Der Vertriebsmitarbeiter sank erschöpft auf den Stuhl. Intensive Wochen lagen hinter ihm – tausende Kilometer war er gefahren, um Händler zu besuchen, denen er die neue Kollektion vorgelegt hatte. 15 bis 20 Termine in einer Woche. Jetzt sei er „durch“, sagte er. Und urlaubsreif. So läuft das Business in dieser Branche. Saison für Saison.

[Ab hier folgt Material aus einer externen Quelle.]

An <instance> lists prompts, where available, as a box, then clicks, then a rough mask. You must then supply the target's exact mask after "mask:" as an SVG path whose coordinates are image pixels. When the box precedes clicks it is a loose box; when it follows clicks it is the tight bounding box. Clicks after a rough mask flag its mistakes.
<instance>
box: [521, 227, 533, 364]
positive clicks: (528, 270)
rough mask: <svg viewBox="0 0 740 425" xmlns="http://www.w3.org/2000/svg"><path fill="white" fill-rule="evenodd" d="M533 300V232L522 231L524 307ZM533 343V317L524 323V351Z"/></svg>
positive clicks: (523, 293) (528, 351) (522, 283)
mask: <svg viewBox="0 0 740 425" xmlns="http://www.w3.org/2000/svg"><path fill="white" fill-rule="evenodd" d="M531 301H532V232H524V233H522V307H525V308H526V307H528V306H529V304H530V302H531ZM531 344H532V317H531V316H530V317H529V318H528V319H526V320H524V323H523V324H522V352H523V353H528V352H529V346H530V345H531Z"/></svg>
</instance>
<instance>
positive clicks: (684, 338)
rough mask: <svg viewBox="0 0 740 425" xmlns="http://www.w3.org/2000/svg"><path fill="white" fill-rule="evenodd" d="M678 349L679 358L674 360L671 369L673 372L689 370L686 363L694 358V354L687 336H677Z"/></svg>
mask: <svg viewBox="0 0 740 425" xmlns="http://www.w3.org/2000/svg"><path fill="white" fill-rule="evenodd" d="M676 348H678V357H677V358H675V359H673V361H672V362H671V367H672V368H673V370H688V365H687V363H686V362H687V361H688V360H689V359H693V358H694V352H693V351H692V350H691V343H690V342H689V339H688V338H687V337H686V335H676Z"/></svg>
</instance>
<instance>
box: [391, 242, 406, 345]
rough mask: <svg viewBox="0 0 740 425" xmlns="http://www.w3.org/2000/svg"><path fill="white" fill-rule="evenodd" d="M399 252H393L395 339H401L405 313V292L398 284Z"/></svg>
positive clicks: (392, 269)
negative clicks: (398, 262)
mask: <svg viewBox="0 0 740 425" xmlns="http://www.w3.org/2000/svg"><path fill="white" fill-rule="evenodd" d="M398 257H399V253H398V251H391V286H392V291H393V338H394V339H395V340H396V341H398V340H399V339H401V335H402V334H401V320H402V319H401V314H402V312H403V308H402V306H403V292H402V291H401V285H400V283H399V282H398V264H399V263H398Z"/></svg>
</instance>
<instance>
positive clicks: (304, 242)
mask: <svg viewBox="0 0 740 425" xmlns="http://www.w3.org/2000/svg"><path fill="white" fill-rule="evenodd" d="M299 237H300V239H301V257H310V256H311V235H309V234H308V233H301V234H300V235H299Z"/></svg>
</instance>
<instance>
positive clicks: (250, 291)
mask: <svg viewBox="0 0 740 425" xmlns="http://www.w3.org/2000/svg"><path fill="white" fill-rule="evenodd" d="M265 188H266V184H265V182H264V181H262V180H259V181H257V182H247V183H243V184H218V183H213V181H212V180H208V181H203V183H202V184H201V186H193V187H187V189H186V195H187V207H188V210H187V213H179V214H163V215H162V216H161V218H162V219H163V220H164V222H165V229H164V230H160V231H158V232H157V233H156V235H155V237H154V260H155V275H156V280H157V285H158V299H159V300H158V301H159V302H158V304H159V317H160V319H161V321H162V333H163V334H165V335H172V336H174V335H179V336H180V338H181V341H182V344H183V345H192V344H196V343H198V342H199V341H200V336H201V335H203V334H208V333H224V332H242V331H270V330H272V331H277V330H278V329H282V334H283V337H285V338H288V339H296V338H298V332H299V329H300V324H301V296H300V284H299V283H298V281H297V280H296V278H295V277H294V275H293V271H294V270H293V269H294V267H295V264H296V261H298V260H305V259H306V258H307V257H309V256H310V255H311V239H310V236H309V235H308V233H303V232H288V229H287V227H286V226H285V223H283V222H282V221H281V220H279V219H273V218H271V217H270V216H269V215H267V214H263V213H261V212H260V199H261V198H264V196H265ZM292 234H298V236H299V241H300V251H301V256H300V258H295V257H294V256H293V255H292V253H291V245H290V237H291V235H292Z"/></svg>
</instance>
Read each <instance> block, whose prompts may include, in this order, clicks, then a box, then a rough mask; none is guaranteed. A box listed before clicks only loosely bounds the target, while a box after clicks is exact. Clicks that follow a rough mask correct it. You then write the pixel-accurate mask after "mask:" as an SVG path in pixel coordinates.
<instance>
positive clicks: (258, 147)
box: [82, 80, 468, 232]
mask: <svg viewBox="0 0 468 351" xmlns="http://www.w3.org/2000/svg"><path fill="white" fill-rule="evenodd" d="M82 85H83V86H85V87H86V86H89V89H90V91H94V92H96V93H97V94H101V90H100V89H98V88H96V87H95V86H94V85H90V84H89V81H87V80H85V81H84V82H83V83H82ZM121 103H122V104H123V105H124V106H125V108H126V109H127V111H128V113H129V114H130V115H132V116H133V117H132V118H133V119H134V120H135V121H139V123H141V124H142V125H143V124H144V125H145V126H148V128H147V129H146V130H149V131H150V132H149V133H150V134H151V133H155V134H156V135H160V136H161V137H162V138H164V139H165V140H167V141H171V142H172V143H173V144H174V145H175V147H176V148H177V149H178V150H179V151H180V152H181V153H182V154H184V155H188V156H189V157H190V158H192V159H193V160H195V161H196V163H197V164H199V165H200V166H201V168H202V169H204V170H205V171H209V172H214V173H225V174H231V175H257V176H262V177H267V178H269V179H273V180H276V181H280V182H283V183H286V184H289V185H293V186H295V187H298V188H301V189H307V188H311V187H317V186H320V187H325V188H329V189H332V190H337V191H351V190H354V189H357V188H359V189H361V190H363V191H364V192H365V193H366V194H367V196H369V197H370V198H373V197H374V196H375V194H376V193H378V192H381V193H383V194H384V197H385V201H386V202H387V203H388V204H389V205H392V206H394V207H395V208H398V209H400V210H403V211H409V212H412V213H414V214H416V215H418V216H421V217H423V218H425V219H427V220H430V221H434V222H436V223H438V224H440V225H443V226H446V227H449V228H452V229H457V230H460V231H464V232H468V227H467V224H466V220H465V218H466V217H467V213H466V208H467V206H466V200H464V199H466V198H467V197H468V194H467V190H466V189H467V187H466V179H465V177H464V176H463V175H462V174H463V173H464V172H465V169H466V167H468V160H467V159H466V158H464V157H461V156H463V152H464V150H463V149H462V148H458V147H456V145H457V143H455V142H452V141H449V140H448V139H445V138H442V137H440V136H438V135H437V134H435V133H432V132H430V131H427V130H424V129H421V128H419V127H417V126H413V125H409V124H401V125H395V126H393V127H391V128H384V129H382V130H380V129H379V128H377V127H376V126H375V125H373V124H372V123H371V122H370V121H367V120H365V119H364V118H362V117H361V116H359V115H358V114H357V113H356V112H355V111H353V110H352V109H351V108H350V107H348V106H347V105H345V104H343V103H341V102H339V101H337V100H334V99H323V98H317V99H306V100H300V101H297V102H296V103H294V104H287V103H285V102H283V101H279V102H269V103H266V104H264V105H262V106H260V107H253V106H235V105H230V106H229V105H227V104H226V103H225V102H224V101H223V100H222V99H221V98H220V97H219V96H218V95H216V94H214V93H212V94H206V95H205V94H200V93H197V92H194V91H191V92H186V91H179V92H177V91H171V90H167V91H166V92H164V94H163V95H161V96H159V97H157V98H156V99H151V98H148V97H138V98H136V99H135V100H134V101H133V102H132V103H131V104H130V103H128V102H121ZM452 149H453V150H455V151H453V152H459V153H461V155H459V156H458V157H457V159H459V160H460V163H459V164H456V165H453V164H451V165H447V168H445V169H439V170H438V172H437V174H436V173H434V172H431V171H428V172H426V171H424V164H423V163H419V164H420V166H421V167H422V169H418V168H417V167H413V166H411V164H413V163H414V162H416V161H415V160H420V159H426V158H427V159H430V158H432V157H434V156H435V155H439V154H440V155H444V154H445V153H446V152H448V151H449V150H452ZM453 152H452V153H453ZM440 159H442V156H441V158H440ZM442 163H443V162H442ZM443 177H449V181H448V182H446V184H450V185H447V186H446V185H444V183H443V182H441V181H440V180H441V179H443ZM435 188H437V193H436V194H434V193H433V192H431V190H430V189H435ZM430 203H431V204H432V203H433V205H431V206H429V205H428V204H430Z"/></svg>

Den Auftakt bilden die Messen und Ordertermine, auf denen Händler sich erste Eindrücke verschaffen und Aufträge platzieren. Ein Marathon für alle Beteiligten, auf der Suche nach den besten Zutaten für das Sortiment der kommenden Saison, inspirierend und erschöpfend zugleich. Und nach den Messen kommt die Reisezeit. Die Branche ist auf der Piste, bis irgendwann die Orderzeit endet und alle fertig sind. Im wörtlichen Sinne. So war das irgendwie immer. Trotz gelegentlich aufkommender Zweifel an der Effizienz dieses Procederes. Aber: Wird es so auch in Zukunft bleiben? Oder steht das Einkaufs-Business, wie wir es bislang kennen, vor dem Umbruch?
Wenn alles schneller wird, unsere Branche sich massiv neu strukturiert, wenn wir die Phase der Modellentwicklung auf wenige Tage, gar Stunden reduzieren können und sich Prozesse insgesamt deutlich beschleunigen, ist es dann denkbar, dass wir weiterhin von Messe zu Messe pilgern und von Vorlagetermin zu Vorlagetermin, um Wäscheklammern an Schuhe zu heften?
Vergangene Woche war ich in den USA, um mir verschiedene Medienunternehmen anzusehen und von ihnen zu lernen. Sie alle – große, renommierte Verlagshäuser und kleine, flexible Start-ups – befassen sich derzeit unter anderem mit Virtual Reality und testen die Technologie. Täuschend echt kann man im Selbstversuch via VR durch das Taj Mahal wandern, durch Städte, durch neu geplante (und noch nicht gebaute) Häuser. Ebenso wäre es möglich, durch einen virtuellen Showroom zu wandern und sich einen zumindest ersten Eindruck von einer neuen Kollektion, ihren Einzelteilen, Farben und Mustern zu machen.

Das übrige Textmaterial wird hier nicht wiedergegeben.